Public Displays of Disaffection

Why the Station Where Canada Lives May be Dying

The CBC, as seen by Stephen Harper. Graphic Eric Bent

When Prime Minister Stephen Harper dined with Fox Broadcasting Company president Rupert Murdoch in 2009, it was a match made in heaven. The high profile dinner date also included the President of Fox News Roger Ailes and Kory Teneycke, Harper’s one time spokesperson turned vice-president of the Quebec-based media giant Quebecor.

Famous for his policy of cutting arts funding—including cuts of over $45 million in 2008—the Prime Minister has been squeezing the CBC, Canada’s only independent, publicly owned broadcasting corporation, ever since he came to power.

As the noose tightens around the CBC’s neck, Harper has facilitated a new player on the private media scene. Quebecor owns Sun News, which flies under the banner of “controversially Canadian,” and Teneycke is one of the project’s leading spokespersons.

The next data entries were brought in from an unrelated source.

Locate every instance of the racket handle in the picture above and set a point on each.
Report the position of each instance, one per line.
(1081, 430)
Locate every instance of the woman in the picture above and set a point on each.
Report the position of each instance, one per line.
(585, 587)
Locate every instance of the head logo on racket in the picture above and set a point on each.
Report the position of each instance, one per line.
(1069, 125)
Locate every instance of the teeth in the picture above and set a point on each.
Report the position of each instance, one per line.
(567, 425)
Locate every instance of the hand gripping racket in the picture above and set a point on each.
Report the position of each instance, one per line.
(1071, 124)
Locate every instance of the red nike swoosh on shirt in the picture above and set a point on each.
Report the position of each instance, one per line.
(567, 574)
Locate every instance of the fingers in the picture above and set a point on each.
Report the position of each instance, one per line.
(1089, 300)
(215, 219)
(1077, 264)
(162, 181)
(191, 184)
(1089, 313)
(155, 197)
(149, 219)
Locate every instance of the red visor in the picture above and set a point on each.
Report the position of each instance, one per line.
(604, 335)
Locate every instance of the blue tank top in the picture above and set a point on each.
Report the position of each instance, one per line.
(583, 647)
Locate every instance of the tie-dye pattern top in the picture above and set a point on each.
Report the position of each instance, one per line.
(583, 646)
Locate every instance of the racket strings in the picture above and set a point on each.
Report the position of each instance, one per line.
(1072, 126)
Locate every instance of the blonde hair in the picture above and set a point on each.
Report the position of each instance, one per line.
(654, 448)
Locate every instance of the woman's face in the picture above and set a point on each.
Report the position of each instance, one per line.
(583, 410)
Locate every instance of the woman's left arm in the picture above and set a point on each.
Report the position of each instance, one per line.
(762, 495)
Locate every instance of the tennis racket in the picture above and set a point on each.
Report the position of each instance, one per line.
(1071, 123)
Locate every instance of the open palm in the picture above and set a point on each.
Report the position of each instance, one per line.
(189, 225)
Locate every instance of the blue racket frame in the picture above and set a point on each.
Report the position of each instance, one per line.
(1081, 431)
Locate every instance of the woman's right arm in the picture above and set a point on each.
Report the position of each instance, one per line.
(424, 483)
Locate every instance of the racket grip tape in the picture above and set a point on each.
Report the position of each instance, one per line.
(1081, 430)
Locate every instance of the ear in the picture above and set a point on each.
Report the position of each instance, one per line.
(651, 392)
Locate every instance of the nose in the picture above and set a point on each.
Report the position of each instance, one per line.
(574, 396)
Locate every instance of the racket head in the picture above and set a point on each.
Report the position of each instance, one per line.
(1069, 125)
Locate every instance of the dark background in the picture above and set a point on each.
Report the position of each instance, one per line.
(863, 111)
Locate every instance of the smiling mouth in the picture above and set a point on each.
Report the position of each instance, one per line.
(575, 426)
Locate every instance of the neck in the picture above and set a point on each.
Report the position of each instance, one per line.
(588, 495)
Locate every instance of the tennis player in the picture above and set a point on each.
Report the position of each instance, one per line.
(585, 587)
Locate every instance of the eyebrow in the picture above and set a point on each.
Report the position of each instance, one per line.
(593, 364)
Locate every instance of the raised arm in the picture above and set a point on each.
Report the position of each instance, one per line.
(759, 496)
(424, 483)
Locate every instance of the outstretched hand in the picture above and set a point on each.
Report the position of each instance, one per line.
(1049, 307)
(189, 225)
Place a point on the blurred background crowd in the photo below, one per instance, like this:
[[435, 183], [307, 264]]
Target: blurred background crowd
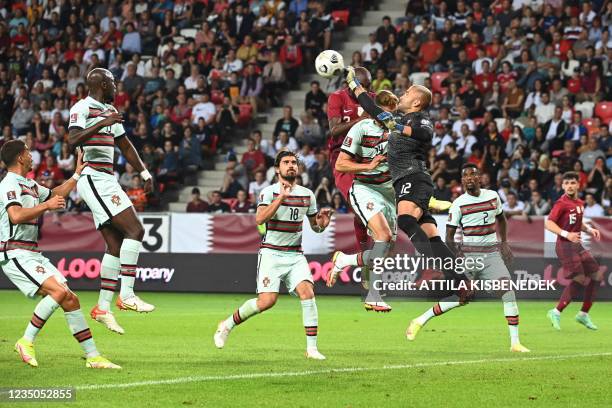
[[521, 88]]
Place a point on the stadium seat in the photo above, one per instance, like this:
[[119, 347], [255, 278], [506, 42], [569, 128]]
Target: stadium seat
[[341, 18], [216, 96], [188, 32], [603, 110], [436, 81], [246, 112], [586, 108], [418, 78]]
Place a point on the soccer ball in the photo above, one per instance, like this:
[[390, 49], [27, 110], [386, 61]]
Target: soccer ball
[[329, 63]]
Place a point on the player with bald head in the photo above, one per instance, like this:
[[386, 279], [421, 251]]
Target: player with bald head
[[343, 111], [408, 149], [96, 127]]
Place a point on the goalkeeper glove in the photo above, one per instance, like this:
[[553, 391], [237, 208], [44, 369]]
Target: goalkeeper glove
[[351, 80]]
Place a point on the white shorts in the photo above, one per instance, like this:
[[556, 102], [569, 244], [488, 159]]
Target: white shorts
[[103, 195], [274, 267], [29, 272], [369, 200]]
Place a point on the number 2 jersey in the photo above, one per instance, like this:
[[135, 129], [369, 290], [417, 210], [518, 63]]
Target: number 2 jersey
[[476, 217], [99, 150], [26, 193], [284, 229], [363, 142]]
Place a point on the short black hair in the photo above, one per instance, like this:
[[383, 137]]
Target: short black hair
[[469, 166], [11, 150], [281, 155], [571, 175]]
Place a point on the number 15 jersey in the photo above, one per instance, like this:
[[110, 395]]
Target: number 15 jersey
[[284, 230]]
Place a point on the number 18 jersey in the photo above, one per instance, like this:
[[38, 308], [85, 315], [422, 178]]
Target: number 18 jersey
[[284, 230]]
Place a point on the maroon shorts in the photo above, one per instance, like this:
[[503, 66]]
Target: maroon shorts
[[343, 181], [576, 261]]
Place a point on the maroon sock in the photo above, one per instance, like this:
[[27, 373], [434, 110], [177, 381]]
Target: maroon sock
[[568, 294], [589, 294], [361, 233]]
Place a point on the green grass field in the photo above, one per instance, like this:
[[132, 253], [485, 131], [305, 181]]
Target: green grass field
[[459, 359]]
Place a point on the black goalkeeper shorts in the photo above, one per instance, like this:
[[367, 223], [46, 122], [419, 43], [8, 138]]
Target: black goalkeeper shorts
[[418, 188]]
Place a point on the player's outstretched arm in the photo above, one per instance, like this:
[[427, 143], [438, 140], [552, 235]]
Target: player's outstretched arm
[[366, 101], [266, 212], [67, 186], [346, 164], [78, 135], [131, 155], [556, 229], [19, 215]]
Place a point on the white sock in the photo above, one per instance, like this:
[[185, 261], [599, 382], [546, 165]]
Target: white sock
[[310, 318], [109, 273], [44, 309], [439, 308], [128, 254], [80, 331], [248, 309]]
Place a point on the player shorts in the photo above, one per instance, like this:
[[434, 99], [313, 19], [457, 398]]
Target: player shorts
[[29, 272], [343, 182], [369, 200], [416, 187], [576, 260], [494, 266], [103, 195], [274, 267]]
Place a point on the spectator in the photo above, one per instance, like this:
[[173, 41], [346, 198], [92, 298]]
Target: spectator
[[285, 142], [197, 204], [243, 205], [537, 205], [253, 159], [592, 208], [590, 154], [136, 194], [217, 206], [287, 123], [513, 206], [309, 131]]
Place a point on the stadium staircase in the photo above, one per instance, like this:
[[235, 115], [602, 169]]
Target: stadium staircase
[[352, 39]]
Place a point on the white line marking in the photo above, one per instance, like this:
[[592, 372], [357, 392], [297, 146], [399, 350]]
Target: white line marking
[[205, 378]]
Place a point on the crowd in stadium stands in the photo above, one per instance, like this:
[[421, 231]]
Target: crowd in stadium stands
[[521, 88]]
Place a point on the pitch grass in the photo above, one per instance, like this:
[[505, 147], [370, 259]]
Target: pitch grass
[[175, 342]]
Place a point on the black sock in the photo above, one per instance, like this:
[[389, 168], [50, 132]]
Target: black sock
[[411, 227]]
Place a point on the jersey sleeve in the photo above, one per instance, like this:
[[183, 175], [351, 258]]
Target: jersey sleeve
[[312, 209], [556, 213], [266, 196], [499, 208], [454, 215], [10, 193], [352, 142], [43, 193], [334, 106], [78, 116]]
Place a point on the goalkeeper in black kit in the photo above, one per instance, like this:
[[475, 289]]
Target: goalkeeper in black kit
[[411, 132]]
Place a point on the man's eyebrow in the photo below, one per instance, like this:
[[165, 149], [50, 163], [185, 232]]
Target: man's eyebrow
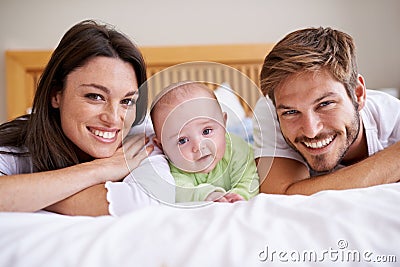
[[316, 101], [324, 96]]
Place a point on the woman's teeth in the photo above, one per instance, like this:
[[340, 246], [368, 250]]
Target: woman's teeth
[[106, 135]]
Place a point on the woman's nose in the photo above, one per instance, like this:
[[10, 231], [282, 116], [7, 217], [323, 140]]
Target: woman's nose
[[111, 114]]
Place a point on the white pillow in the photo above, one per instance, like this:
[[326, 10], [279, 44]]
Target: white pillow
[[230, 104]]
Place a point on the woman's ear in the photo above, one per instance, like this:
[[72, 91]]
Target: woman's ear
[[225, 116], [360, 92], [56, 99], [157, 142]]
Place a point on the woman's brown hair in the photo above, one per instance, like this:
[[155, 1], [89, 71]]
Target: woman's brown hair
[[40, 132]]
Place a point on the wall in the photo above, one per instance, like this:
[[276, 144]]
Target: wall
[[374, 24]]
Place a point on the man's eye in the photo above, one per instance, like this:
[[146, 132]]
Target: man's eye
[[325, 103], [94, 96], [207, 131], [183, 140]]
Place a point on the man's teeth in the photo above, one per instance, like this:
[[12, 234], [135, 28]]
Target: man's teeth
[[106, 135], [319, 144]]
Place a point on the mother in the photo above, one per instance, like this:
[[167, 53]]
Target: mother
[[63, 155]]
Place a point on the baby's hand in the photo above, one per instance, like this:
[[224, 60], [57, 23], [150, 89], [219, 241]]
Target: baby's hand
[[224, 197], [233, 197]]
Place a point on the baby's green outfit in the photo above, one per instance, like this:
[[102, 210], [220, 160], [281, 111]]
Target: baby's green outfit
[[236, 172]]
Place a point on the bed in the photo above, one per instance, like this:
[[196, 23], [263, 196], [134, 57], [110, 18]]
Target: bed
[[358, 227]]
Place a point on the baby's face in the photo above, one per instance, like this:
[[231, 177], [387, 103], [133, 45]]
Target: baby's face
[[193, 134]]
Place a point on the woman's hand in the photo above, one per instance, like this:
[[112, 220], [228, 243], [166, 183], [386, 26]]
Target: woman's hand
[[125, 159]]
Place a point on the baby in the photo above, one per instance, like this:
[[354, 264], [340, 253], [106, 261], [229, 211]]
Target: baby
[[208, 164]]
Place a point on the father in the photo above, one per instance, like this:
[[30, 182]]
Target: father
[[321, 128]]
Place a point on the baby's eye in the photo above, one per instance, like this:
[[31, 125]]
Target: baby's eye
[[207, 131], [93, 96], [183, 140]]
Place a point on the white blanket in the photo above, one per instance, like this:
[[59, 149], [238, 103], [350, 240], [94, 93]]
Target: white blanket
[[359, 227]]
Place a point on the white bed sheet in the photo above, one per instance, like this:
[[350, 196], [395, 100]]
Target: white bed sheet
[[363, 222]]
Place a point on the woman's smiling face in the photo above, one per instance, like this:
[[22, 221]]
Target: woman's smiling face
[[98, 105]]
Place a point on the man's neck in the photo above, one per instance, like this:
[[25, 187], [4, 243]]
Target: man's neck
[[358, 150]]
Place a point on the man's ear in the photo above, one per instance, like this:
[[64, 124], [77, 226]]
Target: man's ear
[[56, 99], [360, 92]]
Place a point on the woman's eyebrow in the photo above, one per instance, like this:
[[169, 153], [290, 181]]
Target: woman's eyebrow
[[107, 91]]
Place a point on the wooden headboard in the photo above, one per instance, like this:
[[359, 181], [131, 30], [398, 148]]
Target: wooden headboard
[[23, 69]]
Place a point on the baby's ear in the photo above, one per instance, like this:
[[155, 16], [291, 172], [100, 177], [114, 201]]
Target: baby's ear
[[157, 142]]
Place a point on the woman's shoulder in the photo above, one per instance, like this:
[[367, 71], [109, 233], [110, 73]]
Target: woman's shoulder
[[14, 160]]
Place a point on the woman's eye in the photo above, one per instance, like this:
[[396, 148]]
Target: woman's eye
[[129, 102], [94, 96], [207, 131], [289, 112], [183, 140]]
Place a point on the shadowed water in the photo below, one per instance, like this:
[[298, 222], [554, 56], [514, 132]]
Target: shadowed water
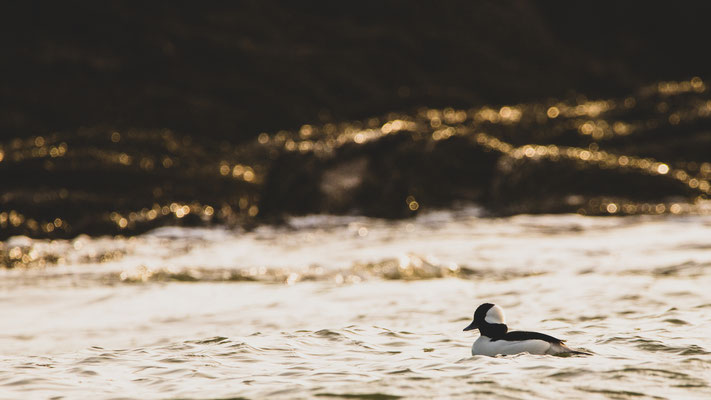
[[346, 307]]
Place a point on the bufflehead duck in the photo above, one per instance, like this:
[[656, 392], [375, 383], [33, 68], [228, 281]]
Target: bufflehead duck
[[496, 339]]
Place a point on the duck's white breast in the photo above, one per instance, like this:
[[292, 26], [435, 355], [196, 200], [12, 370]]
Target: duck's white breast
[[485, 347]]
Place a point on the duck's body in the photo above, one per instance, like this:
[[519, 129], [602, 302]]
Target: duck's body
[[495, 338]]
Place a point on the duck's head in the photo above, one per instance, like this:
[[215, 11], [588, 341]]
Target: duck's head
[[490, 320]]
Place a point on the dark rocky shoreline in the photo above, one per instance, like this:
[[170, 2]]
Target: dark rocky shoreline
[[115, 118]]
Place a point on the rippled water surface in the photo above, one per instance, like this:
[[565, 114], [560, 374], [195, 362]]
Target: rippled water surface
[[346, 307]]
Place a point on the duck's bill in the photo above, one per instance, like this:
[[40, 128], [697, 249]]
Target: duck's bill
[[471, 326]]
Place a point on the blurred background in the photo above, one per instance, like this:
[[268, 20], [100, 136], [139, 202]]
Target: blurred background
[[119, 117], [300, 199]]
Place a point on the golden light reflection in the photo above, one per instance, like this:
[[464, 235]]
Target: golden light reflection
[[553, 112]]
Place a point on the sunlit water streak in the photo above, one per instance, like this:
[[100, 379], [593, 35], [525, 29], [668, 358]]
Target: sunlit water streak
[[363, 308]]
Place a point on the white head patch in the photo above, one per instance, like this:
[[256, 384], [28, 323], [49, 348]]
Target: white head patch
[[495, 315]]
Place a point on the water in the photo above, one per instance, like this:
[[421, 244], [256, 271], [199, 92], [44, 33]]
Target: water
[[352, 307]]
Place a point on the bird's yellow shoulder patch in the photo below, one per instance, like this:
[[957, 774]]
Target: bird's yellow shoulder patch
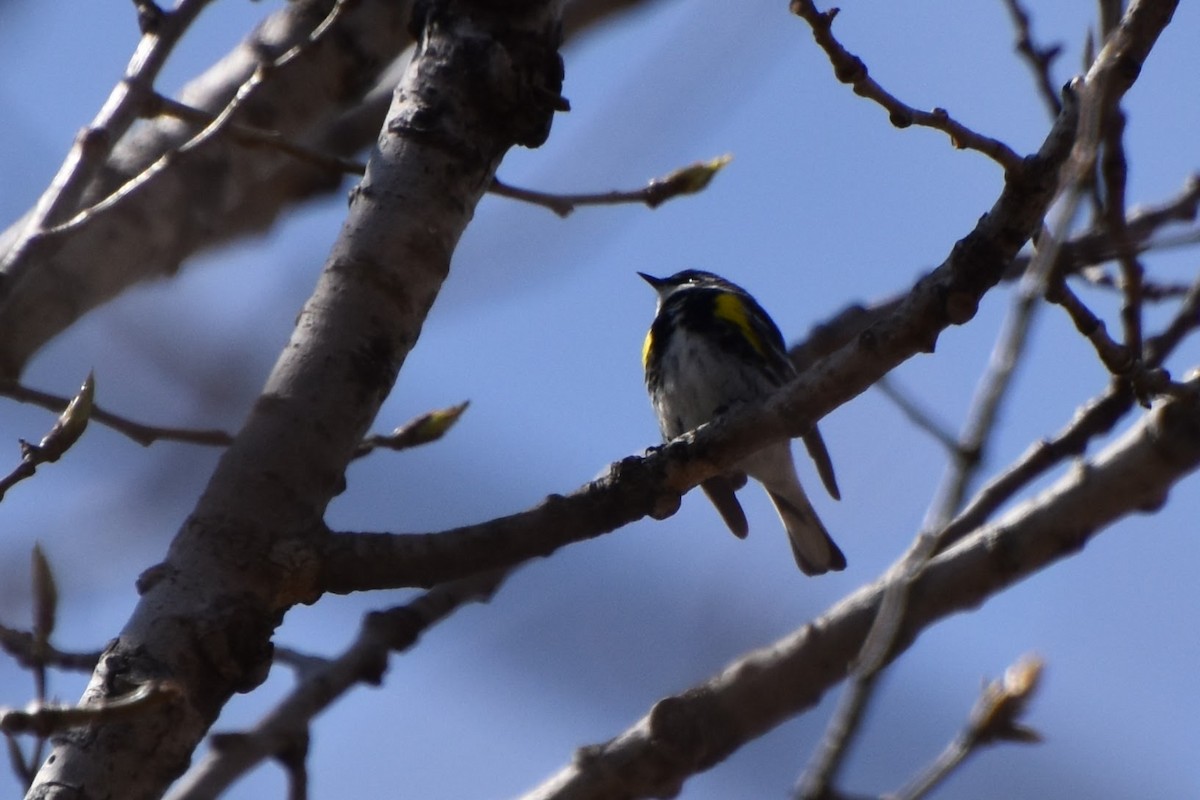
[[731, 308]]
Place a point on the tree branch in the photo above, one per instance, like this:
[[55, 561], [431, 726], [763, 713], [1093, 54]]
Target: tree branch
[[365, 661], [696, 729], [653, 485], [483, 80]]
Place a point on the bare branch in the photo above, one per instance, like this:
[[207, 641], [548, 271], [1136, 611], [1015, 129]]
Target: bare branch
[[66, 431], [994, 719], [364, 662], [851, 70], [120, 110], [1041, 59], [919, 416], [685, 180], [143, 434], [696, 729], [427, 427], [48, 720], [19, 644], [652, 486]]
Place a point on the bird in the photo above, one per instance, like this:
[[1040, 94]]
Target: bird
[[709, 349]]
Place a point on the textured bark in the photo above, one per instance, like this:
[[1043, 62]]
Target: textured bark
[[483, 79]]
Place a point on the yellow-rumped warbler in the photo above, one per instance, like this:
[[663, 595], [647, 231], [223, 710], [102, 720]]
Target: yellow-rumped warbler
[[711, 348]]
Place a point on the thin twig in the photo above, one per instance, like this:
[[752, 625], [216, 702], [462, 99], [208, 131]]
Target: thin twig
[[143, 434], [425, 428], [114, 119], [19, 644], [1041, 59], [252, 136], [48, 720], [687, 180], [995, 717], [65, 432], [217, 126], [851, 70]]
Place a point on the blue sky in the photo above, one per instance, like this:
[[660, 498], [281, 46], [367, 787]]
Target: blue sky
[[540, 326]]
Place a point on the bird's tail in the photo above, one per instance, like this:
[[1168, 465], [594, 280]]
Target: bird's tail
[[815, 551]]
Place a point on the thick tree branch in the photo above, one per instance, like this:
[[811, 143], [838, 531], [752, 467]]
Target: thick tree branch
[[652, 486], [365, 661], [696, 729], [480, 82]]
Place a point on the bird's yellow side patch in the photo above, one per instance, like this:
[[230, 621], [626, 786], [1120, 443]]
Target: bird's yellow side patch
[[731, 308]]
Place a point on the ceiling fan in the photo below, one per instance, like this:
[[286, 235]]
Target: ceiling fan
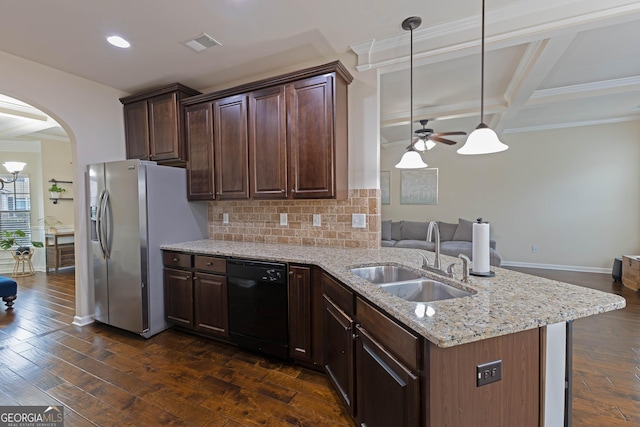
[[425, 138]]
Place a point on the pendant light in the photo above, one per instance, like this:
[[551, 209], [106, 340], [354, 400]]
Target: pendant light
[[411, 159], [483, 140]]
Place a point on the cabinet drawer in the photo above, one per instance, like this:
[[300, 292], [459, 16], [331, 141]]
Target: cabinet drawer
[[402, 343], [341, 296], [176, 259], [209, 263]]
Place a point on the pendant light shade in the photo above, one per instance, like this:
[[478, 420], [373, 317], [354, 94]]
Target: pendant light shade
[[483, 140], [411, 159]]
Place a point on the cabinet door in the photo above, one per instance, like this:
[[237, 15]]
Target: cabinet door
[[210, 296], [300, 317], [136, 128], [199, 130], [178, 297], [164, 139], [268, 143], [231, 148], [310, 135], [388, 392], [338, 351]]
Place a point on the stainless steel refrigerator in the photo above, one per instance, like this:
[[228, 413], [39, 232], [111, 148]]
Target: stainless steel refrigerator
[[135, 207]]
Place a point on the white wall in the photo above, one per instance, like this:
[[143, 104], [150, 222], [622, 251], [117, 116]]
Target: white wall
[[92, 117], [573, 192]]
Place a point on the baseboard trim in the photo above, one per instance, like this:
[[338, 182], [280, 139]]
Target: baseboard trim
[[557, 267], [82, 320]]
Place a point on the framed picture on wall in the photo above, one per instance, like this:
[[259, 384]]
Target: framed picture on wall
[[385, 186], [419, 187]]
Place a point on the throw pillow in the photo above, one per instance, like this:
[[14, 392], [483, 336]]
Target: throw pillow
[[414, 230], [386, 230], [464, 230]]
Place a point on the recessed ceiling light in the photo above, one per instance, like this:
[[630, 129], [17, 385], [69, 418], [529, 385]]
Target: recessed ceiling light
[[118, 41]]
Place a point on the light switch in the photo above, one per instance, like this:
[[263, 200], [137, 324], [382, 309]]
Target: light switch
[[358, 221]]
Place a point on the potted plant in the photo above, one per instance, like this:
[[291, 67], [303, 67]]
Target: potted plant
[[55, 191], [8, 240], [50, 221]]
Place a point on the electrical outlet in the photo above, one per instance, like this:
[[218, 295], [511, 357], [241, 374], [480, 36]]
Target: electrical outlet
[[488, 373], [358, 221]]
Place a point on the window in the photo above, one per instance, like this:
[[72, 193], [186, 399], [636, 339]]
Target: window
[[15, 207]]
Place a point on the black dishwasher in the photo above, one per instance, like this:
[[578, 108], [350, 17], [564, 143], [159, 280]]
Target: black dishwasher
[[258, 306]]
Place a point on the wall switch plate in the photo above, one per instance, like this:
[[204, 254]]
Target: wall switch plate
[[358, 221], [488, 373]]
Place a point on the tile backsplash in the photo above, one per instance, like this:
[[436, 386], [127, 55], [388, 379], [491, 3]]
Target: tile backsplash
[[259, 221]]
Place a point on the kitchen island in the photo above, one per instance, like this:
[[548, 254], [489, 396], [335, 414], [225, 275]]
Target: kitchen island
[[513, 319]]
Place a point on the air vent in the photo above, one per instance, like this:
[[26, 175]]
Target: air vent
[[201, 42]]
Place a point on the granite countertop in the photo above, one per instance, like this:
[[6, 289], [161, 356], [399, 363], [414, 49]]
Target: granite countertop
[[507, 303]]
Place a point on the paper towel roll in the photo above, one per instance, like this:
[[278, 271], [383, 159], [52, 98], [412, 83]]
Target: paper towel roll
[[480, 248]]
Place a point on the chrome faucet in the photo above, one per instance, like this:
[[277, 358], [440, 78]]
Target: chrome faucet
[[434, 226]]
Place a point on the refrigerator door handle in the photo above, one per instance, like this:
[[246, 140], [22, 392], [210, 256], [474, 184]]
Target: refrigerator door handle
[[103, 230]]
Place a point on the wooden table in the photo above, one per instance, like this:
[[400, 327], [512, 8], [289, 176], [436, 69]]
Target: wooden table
[[59, 254]]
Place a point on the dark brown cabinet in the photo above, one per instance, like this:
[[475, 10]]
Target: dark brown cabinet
[[387, 388], [279, 138], [231, 145], [153, 124], [300, 313], [314, 155], [338, 340], [195, 292], [268, 143], [199, 132]]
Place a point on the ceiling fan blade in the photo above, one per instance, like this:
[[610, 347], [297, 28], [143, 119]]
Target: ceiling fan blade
[[444, 141], [449, 133]]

“It’s not every day that a prime minister sees his one-time spokesperson taking control of a giant media chain’s coverage of his government. What will our journalism schools be telling their students about that?” mused columnist Lawrence Martin of The Globe and Mail in his Politics column.

Not shy to admit the biases of the new kid on the block, Quebecor CEO Pierre Karl Peladeau told reporters that he is modeling the new network on Le Canal Nouvelles, a right-wing French-Language news network, and that the angle will be similar to that of the Toronto Sun. The Friends of Canadian Broadcasting group drew the link between Murdoch and Fox News, while the popular petition site Avaaz dubbed Sun News “Fox News North” and amassed an unprecedented amount of signatures in it’s “Stop Fox News North” campaign.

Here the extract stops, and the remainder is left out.